August 31, 2011
Cost-saving or Cost-enhancing Mergers: the Impact of the Distribution of Roles in Oligopoly
Posted by D. Daniel Sokol
Nicolas Le Pape (Universite du Mans) discuss Kai Zhao (Universite du Mans) explain Cost-saving or Cost-enhancing Mergers: the Impact of the Distribution of Roles in Oligopoly.
ABSTRACT: We consider firms perfectly symmetrical on production costs in the pre-merger game but the cost of the merged entity may be amended due to the anti-competitive effects of the merger. The lack of empirical precision concerning the effect of the merger on production costs (Scherer, 1980 or Tichy, 2002) justifies our theoretical model in which we do not specify a priori the exact production cost in the post merger game.

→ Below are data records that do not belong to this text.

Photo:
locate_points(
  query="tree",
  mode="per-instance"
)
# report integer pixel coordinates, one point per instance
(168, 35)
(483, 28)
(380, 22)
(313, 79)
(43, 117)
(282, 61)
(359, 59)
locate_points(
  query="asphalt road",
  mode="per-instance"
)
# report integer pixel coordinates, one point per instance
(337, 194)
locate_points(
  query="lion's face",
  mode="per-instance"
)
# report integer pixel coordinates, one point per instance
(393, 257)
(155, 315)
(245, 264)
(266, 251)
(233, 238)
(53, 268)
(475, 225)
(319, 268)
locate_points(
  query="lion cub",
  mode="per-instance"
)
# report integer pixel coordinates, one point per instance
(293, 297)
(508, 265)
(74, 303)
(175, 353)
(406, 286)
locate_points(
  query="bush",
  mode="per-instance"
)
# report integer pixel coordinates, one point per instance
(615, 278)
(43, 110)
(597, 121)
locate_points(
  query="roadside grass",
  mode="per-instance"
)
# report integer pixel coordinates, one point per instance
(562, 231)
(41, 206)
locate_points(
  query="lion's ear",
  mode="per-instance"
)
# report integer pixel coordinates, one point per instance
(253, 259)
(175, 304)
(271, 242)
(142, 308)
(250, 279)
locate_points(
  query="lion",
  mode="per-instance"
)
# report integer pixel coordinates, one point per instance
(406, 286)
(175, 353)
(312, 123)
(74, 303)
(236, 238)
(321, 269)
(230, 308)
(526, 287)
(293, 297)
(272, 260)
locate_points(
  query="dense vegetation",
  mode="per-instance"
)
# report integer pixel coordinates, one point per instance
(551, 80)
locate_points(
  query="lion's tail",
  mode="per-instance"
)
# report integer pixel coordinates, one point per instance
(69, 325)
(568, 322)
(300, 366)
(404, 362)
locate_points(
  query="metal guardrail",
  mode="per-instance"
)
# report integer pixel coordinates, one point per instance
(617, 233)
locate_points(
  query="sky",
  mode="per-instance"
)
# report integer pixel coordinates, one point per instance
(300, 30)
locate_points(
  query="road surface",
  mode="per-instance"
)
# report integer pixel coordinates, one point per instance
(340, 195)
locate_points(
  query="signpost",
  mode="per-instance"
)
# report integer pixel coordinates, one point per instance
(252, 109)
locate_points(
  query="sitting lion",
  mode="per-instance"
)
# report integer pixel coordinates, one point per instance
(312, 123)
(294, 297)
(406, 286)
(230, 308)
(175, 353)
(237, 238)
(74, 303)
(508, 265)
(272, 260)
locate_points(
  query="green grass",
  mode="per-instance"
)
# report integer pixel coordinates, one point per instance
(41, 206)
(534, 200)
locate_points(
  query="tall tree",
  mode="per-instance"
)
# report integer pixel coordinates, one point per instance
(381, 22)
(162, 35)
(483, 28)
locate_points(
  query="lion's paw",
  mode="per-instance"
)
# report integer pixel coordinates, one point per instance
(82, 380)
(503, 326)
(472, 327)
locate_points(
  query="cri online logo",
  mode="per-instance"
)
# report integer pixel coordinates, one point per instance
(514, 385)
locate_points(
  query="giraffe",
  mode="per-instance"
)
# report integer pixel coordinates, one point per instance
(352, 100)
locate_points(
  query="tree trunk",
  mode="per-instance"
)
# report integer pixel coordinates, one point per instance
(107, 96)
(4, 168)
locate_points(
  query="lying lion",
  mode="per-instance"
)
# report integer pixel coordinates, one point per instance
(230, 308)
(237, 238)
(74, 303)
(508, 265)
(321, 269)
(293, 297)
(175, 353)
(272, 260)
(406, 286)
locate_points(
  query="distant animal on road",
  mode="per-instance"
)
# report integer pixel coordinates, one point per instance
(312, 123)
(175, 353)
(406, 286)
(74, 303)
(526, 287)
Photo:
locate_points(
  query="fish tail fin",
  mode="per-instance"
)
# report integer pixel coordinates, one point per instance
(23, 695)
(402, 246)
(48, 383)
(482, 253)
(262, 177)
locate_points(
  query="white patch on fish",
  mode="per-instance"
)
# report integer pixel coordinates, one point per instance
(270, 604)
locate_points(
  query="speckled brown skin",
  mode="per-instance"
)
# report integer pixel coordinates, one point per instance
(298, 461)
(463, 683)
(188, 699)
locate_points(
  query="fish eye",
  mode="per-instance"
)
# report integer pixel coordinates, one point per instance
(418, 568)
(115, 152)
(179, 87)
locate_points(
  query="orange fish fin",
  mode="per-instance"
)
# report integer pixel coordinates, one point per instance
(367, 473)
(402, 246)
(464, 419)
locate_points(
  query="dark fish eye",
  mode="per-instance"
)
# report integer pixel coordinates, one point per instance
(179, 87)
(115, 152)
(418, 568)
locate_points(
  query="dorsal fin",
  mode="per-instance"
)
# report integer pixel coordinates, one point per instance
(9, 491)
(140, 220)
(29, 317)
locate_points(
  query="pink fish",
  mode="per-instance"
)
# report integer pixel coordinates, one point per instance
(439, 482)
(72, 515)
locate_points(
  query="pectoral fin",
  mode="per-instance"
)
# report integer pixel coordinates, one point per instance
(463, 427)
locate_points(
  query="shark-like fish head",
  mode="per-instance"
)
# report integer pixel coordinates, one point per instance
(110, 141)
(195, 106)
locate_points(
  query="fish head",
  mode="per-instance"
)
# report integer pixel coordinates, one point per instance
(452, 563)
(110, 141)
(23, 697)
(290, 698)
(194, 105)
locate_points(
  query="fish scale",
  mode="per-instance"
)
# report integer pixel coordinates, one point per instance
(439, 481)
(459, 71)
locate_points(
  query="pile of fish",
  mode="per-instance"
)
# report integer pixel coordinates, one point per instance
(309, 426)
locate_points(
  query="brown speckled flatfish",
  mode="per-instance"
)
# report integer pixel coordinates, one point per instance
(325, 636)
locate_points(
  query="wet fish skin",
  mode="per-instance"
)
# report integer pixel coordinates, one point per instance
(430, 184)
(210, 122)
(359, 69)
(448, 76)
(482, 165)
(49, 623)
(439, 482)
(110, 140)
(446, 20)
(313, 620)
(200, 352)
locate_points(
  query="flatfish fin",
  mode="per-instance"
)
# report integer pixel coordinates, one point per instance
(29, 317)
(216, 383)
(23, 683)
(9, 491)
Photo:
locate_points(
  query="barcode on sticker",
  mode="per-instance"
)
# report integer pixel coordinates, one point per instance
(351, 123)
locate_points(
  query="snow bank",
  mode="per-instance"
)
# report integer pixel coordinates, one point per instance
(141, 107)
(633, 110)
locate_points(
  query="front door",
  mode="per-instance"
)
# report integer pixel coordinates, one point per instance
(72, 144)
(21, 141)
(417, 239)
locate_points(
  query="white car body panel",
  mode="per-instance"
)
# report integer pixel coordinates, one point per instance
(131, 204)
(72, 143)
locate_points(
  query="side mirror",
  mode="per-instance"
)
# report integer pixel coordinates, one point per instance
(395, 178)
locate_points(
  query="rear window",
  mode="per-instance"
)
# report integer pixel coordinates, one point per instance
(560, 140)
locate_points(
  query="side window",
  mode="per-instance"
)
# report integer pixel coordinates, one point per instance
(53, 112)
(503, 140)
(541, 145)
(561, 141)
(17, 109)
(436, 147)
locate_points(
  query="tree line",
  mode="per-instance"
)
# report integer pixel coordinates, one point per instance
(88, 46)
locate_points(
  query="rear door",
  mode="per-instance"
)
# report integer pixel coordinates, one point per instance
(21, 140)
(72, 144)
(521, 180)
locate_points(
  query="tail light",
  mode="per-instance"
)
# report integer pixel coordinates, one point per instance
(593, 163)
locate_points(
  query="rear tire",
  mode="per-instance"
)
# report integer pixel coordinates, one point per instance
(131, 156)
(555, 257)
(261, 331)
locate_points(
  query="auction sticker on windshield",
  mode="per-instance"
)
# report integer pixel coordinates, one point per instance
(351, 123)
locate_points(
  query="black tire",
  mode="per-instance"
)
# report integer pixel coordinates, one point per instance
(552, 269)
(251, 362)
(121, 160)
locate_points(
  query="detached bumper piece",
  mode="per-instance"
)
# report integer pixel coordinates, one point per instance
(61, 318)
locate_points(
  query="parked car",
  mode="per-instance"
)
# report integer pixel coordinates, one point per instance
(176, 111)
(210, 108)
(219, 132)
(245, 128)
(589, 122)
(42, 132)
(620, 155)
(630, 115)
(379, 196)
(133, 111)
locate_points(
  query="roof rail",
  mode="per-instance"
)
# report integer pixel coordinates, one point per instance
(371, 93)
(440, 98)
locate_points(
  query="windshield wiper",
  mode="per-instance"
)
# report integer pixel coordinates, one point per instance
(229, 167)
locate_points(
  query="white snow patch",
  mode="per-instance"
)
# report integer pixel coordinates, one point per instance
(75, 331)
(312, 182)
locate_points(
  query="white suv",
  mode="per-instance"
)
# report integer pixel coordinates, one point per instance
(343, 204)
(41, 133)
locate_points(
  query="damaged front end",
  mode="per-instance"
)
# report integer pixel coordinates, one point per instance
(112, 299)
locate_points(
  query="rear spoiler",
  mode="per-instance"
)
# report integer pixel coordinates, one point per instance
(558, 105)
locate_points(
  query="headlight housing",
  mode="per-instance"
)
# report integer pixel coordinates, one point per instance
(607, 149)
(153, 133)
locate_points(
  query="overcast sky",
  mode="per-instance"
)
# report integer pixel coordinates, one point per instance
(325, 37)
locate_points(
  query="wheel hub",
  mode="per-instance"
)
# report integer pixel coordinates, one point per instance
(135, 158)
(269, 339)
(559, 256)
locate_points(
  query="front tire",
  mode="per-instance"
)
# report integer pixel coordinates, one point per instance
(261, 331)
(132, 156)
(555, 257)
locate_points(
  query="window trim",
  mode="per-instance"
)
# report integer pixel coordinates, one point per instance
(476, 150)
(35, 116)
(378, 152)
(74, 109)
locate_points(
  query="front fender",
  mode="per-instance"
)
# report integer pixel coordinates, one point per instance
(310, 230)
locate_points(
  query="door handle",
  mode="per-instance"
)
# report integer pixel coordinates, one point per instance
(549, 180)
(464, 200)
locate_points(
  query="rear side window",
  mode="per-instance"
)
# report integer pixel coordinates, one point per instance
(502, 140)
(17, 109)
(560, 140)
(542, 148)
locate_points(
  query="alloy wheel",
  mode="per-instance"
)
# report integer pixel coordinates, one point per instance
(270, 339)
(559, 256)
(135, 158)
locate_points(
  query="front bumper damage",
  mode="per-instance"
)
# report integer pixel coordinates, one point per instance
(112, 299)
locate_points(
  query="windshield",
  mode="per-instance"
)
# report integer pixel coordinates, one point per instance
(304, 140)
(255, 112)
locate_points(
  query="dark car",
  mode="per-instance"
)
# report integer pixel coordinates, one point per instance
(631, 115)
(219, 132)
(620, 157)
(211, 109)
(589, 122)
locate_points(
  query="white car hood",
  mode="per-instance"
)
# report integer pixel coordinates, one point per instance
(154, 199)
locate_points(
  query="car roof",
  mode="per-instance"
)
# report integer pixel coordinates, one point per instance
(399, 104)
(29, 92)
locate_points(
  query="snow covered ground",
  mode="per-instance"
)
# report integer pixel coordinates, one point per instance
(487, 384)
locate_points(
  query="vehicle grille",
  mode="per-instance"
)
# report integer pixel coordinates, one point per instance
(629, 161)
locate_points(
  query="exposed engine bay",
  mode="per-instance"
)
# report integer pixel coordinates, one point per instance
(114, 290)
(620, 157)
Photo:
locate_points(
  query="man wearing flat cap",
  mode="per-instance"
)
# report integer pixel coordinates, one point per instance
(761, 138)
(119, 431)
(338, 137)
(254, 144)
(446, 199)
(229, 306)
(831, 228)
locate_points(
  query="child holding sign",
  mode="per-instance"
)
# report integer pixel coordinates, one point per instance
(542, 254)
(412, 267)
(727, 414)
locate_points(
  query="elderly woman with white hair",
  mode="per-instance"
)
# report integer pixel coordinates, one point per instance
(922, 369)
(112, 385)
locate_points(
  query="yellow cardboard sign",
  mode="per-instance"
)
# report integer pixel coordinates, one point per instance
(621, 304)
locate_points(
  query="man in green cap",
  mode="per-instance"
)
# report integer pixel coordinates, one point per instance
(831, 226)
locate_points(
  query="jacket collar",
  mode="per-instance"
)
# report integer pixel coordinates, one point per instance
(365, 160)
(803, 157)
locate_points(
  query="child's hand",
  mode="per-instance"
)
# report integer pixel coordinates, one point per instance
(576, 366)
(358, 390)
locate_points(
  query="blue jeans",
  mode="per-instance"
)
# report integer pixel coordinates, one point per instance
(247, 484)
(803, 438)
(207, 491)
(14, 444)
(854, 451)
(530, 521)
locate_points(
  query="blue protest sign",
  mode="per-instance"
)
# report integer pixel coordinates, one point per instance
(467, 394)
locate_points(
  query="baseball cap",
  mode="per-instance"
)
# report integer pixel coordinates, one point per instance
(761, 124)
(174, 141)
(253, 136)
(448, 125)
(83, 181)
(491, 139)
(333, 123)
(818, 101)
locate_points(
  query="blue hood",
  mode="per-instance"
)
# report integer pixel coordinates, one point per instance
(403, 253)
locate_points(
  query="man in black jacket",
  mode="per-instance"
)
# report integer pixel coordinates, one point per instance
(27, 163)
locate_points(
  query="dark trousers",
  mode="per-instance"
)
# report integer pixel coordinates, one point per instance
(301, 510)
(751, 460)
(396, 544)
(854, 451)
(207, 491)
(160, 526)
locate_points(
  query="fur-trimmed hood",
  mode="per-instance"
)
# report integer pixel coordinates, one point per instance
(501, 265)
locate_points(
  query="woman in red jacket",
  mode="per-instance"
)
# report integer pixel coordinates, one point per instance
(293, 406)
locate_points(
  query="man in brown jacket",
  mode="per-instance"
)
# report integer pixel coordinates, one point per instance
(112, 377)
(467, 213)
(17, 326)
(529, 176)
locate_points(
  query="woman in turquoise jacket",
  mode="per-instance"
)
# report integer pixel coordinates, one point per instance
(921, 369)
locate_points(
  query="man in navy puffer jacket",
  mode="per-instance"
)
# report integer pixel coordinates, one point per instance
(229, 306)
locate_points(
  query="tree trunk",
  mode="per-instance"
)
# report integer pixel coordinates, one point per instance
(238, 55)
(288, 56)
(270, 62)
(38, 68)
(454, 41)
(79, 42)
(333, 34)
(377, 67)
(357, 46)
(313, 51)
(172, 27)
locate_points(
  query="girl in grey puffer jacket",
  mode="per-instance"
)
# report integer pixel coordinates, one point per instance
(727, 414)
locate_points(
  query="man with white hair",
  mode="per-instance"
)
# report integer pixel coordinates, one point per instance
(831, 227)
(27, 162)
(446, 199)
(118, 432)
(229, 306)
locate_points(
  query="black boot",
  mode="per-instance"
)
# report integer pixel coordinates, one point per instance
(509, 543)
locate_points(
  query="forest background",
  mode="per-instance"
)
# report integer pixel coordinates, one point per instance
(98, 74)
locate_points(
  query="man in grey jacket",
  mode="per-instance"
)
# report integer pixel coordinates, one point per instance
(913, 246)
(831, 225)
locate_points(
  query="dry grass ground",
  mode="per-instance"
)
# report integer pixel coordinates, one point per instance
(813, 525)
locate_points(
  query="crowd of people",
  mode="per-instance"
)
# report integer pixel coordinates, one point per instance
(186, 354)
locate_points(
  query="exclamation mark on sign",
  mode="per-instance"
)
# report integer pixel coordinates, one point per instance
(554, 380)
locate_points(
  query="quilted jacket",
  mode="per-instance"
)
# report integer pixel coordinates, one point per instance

Two firms in Stackelberg oligopoly game take part in the merger. The aim of this paper is to identify under which conditions on the cost the merger is privately profitable and socially desirable when firms in the coalition are either leaders or followers. We show that a merger could remain profitable even if the merged entity suffers from efficiency losses and we identify the condition on efficiency gains below which the merger takes place with the exclusion of all rivals. Among all possible cases, a profitable merger between two firms of different roles (leader & follower) could potentially give rise to more efficiency losses than the one encompassing firms of the same role. Moreover, profitable mergers can induce either an increase or a decrease in social welfare except for the case where two leaders decide to merge. Consequently this paper argues that Competition Authorities must supervise more closely two-firm mergers including either one or two followers.